En tant que parent, il peut être douloureux de voir son enfant souffrir d’être mis à l’écart par les autres. Mais il existe des moyens de les aider.
Texte intégral (1378 mots)
Les adolescents sont hypersensibles au rejet. cottonbro studio/Pexels

L’ESSENTIEL

- L’été est une période où les enfants et les adolescents participent à de nouvelles activités et rencontrent de nouveaux groupes. Ils vont y nouer des amitiés mais parfois aussi se confronter au rejet.

- Les parents peuvent aider leurs enfants à surmonter cette mauvaise expérience en leur apprenant à gérer leurs émotions.

- Comme une blessure physique, la souffrance émotionnelle a besoin de temps pour guérir.


Le fait d’être rejeté peut parfois être si intense que cela s’apparente à une douleur physique : un coup de poing dans le ventre ou une douleur au cœur.

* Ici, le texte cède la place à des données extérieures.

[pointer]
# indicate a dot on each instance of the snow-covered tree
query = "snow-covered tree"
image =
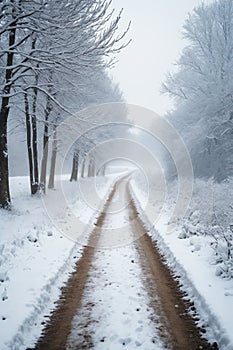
(203, 88)
(40, 42)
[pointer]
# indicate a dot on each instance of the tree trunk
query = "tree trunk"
(74, 172)
(29, 142)
(4, 171)
(45, 147)
(34, 138)
(83, 169)
(53, 161)
(89, 168)
(4, 113)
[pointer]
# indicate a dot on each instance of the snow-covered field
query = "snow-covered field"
(196, 251)
(36, 259)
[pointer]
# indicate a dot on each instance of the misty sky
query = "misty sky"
(156, 31)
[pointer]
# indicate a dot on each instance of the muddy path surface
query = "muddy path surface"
(121, 294)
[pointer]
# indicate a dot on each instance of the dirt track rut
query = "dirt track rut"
(176, 328)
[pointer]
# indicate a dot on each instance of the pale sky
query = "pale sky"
(156, 31)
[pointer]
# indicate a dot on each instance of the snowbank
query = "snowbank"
(191, 259)
(36, 260)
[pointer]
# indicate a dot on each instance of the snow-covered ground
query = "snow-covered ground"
(116, 309)
(36, 259)
(190, 254)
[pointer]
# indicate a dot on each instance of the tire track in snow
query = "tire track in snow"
(124, 296)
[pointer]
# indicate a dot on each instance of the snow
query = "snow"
(116, 308)
(191, 261)
(120, 312)
(36, 260)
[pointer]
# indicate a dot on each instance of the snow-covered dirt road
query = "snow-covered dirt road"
(121, 295)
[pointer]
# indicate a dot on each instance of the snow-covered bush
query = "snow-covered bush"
(210, 214)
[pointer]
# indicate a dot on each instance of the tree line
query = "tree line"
(53, 60)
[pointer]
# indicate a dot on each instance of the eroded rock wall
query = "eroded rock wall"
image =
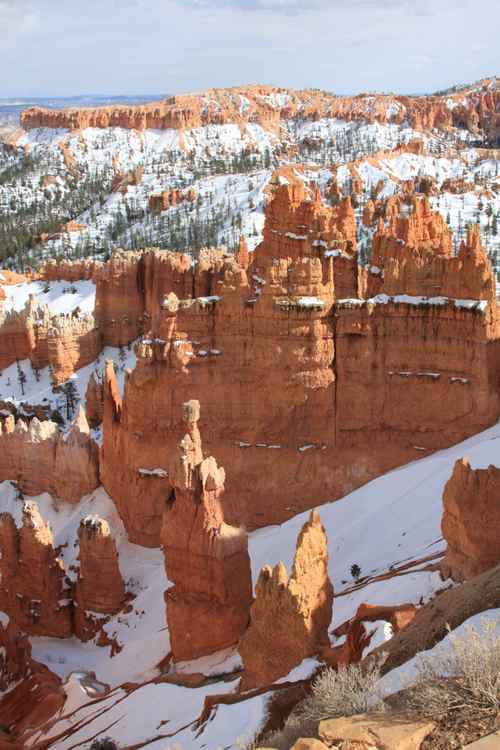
(471, 518)
(42, 459)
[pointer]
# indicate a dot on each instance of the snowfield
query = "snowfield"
(61, 297)
(390, 522)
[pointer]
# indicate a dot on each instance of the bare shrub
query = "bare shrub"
(464, 679)
(348, 691)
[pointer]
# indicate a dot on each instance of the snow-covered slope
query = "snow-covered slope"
(84, 175)
(392, 522)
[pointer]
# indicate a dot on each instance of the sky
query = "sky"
(146, 47)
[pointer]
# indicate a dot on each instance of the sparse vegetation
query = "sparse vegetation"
(346, 692)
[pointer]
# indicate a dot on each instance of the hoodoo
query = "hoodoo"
(205, 558)
(319, 272)
(290, 616)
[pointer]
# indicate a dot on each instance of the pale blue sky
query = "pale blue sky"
(67, 47)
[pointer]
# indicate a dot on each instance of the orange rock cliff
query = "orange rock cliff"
(300, 376)
(475, 110)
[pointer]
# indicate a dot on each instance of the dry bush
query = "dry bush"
(465, 679)
(348, 691)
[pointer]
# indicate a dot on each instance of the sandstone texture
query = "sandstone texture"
(365, 730)
(290, 616)
(474, 110)
(301, 373)
(471, 518)
(33, 589)
(42, 459)
(205, 558)
(99, 588)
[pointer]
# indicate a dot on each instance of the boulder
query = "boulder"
(367, 730)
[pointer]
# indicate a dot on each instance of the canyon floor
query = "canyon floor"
(249, 397)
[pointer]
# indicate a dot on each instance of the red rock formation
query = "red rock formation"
(471, 514)
(72, 343)
(207, 560)
(473, 109)
(358, 636)
(121, 181)
(422, 230)
(29, 706)
(290, 616)
(131, 287)
(94, 401)
(99, 590)
(297, 221)
(41, 459)
(420, 271)
(295, 383)
(32, 582)
(412, 376)
(69, 270)
(15, 652)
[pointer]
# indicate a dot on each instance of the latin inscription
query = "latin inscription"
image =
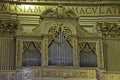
(80, 10)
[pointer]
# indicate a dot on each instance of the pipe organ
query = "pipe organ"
(7, 50)
(59, 41)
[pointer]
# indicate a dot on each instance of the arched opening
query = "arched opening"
(60, 51)
(31, 56)
(87, 57)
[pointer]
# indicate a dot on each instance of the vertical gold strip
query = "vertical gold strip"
(8, 53)
(0, 54)
(5, 58)
(3, 53)
(11, 56)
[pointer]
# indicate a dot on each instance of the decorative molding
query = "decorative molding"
(92, 46)
(106, 29)
(59, 12)
(53, 31)
(37, 44)
(9, 27)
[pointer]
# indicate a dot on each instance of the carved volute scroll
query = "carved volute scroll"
(92, 46)
(106, 29)
(37, 44)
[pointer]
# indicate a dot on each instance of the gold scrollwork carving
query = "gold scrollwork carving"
(53, 31)
(9, 26)
(37, 44)
(92, 46)
(108, 29)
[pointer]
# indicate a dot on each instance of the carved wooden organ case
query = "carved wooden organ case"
(59, 42)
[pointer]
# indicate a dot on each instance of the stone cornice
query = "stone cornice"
(66, 2)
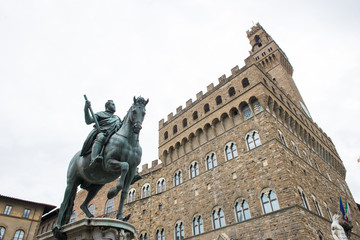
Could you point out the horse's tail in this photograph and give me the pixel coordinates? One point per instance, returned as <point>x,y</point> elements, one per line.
<point>71,189</point>
<point>69,210</point>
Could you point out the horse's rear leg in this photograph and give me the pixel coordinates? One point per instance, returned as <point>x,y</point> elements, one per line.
<point>67,203</point>
<point>124,193</point>
<point>92,191</point>
<point>124,166</point>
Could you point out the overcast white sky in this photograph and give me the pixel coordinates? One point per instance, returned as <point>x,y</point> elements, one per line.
<point>53,52</point>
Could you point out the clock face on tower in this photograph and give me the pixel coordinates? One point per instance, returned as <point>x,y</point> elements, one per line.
<point>305,109</point>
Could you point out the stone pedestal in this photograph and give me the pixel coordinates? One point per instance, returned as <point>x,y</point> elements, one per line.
<point>95,229</point>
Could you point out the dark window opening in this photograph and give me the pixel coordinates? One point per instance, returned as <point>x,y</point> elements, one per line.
<point>206,108</point>
<point>245,82</point>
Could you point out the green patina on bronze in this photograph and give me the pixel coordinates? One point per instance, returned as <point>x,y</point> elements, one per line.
<point>93,167</point>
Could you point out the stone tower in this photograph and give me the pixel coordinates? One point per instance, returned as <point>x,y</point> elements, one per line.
<point>242,161</point>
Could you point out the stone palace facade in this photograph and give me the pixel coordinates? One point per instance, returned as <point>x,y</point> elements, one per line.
<point>245,160</point>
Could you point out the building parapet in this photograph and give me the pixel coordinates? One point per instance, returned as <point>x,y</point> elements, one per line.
<point>200,95</point>
<point>155,165</point>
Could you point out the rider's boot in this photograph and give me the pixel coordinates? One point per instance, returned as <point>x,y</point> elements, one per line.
<point>96,156</point>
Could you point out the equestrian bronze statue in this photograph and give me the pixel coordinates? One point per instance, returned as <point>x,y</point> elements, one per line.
<point>117,153</point>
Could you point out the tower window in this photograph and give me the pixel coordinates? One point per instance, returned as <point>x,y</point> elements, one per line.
<point>26,213</point>
<point>160,186</point>
<point>218,218</point>
<point>253,140</point>
<point>245,82</point>
<point>230,151</point>
<point>194,170</point>
<point>195,115</point>
<point>206,108</point>
<point>242,211</point>
<point>184,122</point>
<point>211,161</point>
<point>178,178</point>
<point>7,210</point>
<point>198,225</point>
<point>109,206</point>
<point>258,41</point>
<point>269,202</point>
<point>218,100</point>
<point>179,231</point>
<point>73,216</point>
<point>19,235</point>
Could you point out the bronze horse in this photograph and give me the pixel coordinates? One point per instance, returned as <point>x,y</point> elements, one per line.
<point>122,155</point>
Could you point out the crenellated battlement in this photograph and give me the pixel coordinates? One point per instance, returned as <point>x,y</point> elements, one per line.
<point>200,95</point>
<point>253,30</point>
<point>155,165</point>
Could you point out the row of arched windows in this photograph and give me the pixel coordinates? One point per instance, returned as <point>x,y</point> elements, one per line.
<point>230,152</point>
<point>19,234</point>
<point>269,203</point>
<point>303,135</point>
<point>206,107</point>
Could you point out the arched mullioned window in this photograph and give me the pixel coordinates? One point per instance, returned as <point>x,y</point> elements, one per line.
<point>73,216</point>
<point>179,231</point>
<point>246,111</point>
<point>317,207</point>
<point>269,202</point>
<point>328,211</point>
<point>282,138</point>
<point>19,235</point>
<point>245,82</point>
<point>145,190</point>
<point>296,151</point>
<point>303,198</point>
<point>143,236</point>
<point>160,185</point>
<point>242,211</point>
<point>231,91</point>
<point>230,151</point>
<point>218,100</point>
<point>195,115</point>
<point>198,226</point>
<point>307,158</point>
<point>109,206</point>
<point>194,170</point>
<point>177,178</point>
<point>92,209</point>
<point>132,194</point>
<point>160,234</point>
<point>253,140</point>
<point>206,108</point>
<point>211,161</point>
<point>184,122</point>
<point>2,232</point>
<point>218,218</point>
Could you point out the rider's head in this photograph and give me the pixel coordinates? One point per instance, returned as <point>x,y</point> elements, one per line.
<point>110,106</point>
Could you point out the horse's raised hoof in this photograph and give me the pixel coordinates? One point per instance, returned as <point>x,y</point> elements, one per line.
<point>58,233</point>
<point>112,192</point>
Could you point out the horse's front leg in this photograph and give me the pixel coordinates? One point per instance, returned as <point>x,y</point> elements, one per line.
<point>124,192</point>
<point>115,165</point>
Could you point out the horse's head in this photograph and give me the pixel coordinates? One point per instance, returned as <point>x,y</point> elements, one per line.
<point>137,113</point>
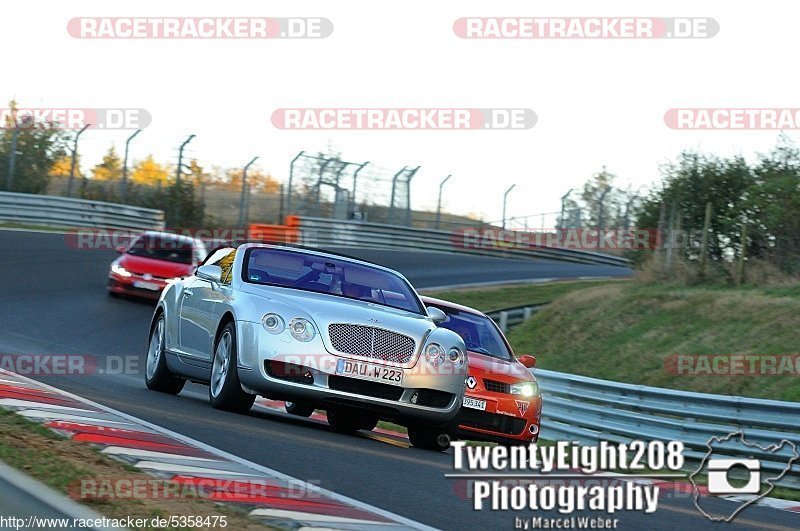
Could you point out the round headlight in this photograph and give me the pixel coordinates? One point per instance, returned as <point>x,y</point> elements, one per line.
<point>273,323</point>
<point>434,353</point>
<point>455,356</point>
<point>301,329</point>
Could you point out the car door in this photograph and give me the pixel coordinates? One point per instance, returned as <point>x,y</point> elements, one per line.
<point>198,319</point>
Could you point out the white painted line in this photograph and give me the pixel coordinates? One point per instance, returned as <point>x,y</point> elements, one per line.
<point>18,383</point>
<point>39,414</point>
<point>136,452</point>
<point>169,467</point>
<point>236,459</point>
<point>13,402</point>
<point>313,517</point>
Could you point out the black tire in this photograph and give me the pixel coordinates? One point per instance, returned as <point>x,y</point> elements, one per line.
<point>369,423</point>
<point>344,421</point>
<point>224,389</point>
<point>301,409</point>
<point>430,438</point>
<point>156,375</point>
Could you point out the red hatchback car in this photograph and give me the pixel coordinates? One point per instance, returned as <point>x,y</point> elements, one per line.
<point>502,401</point>
<point>152,261</point>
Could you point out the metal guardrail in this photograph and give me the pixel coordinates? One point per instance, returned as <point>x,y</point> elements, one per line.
<point>508,318</point>
<point>319,232</point>
<point>588,410</point>
<point>55,211</point>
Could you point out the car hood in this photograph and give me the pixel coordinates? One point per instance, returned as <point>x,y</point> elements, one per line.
<point>497,369</point>
<point>327,309</point>
<point>158,268</point>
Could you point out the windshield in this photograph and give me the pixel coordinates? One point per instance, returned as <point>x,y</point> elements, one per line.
<point>478,332</point>
<point>162,247</point>
<point>322,274</point>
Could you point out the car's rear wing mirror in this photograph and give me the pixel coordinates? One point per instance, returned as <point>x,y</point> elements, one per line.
<point>436,314</point>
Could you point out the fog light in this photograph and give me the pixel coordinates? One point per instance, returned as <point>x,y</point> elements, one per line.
<point>434,353</point>
<point>301,329</point>
<point>273,323</point>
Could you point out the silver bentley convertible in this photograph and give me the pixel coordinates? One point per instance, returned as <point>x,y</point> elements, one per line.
<point>317,330</point>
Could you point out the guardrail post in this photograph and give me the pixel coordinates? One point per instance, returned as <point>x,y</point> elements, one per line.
<point>289,190</point>
<point>503,324</point>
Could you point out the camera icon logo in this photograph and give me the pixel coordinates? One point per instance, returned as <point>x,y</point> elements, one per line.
<point>719,481</point>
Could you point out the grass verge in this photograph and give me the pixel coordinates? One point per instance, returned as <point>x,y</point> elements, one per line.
<point>628,332</point>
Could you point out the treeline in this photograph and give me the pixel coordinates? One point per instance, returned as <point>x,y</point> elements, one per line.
<point>727,210</point>
<point>42,153</point>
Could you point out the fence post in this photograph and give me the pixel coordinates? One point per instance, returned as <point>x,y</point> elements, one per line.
<point>671,242</point>
<point>704,241</point>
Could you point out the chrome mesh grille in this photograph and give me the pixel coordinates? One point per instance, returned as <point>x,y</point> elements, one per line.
<point>371,342</point>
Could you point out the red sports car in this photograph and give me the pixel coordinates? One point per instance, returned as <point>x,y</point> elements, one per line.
<point>502,402</point>
<point>152,261</point>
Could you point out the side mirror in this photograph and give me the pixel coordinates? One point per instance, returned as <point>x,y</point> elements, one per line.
<point>436,314</point>
<point>209,272</point>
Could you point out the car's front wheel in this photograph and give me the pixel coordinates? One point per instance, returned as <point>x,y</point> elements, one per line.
<point>157,376</point>
<point>225,390</point>
<point>430,437</point>
<point>300,409</point>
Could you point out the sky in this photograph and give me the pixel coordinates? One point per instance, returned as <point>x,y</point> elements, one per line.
<point>598,102</point>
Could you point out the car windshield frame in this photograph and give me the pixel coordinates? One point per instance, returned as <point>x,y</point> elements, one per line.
<point>157,243</point>
<point>411,295</point>
<point>500,338</point>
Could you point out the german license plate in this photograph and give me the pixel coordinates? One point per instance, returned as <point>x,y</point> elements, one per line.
<point>474,403</point>
<point>367,371</point>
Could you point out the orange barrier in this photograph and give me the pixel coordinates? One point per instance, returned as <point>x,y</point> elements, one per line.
<point>288,233</point>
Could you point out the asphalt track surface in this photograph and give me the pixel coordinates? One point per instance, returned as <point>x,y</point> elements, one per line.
<point>53,301</point>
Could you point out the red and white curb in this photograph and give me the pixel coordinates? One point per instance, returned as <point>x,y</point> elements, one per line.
<point>270,496</point>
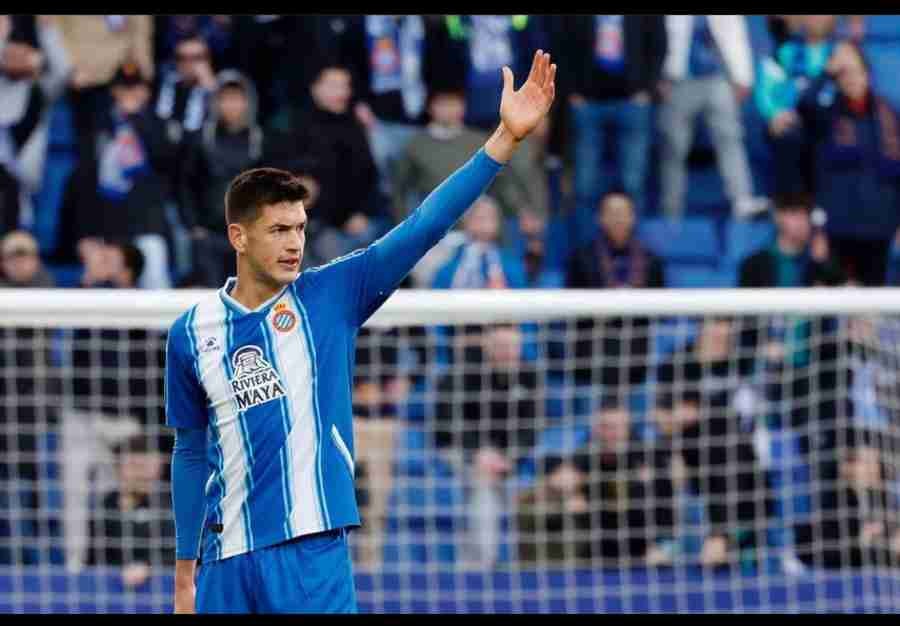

Il s’accompagne souvent du sentiment d’être exclus et de ne pas être le bienvenu. Et cela peut nous amener à remettre en question notre propre valeur.

À l’école, les élèves peuvent être candidats à divers postes à responsabilité et à des activités extrascolaires. Ils peuvent passer une audition pour décrocher le rôle principal dans une pièce de théâtre, tenter leur chance pour intégrer l’équipe des sportifs de haut niveau ou obtenir un solo dans l’orchestre de l’établissement. Ce sont d’excellentes occasions de s’épanouir personnellement, mais tous les élèves ne peuvent pas être retenus.

Même en dehors de l’école, les enfants et les adolescents peuvent se voir refuser une invitation à une fête, ne pas être retenus pour un job à temps partiel ou ne pas être admis à l’université.

En tant que parent, il peut être douloureux d’assister aux difficultés que traverse notre enfant après un refus. Nous ressentons sa peine, mais nous ne savons pas toujours comment l’aider.

Comment les enfants affrontent un rejet

Le rejet revêt souvent un caractère personnel, mais il peut également avoir des répercussions sur les relations proches, les groupes de pairs et le statut social ou la réussite. Par exemple, un adolescent qui n’a pas été admis dans une équipe sportive risque d’avoir moins d’occasions de passer du temps avec ses amis qui, eux, y ont été admis.

Pour les enfants qui font l’expérience du rejet pour la première fois, il peut être difficile d’identifier et de gérer les émotions négatives. Les réactions des enfants, telles que la colère ou l’inquiétude, peuvent les surprendre eux-mêmes autant que leurs proches.

Des études suggèrent que les adolescents sont hypersensibles au rejet, en partie en raison des changements neurophysiologiques qui surviennent pendant la puberté et qui orientent leur attention vers le développement de relations en dehors du cercle familial.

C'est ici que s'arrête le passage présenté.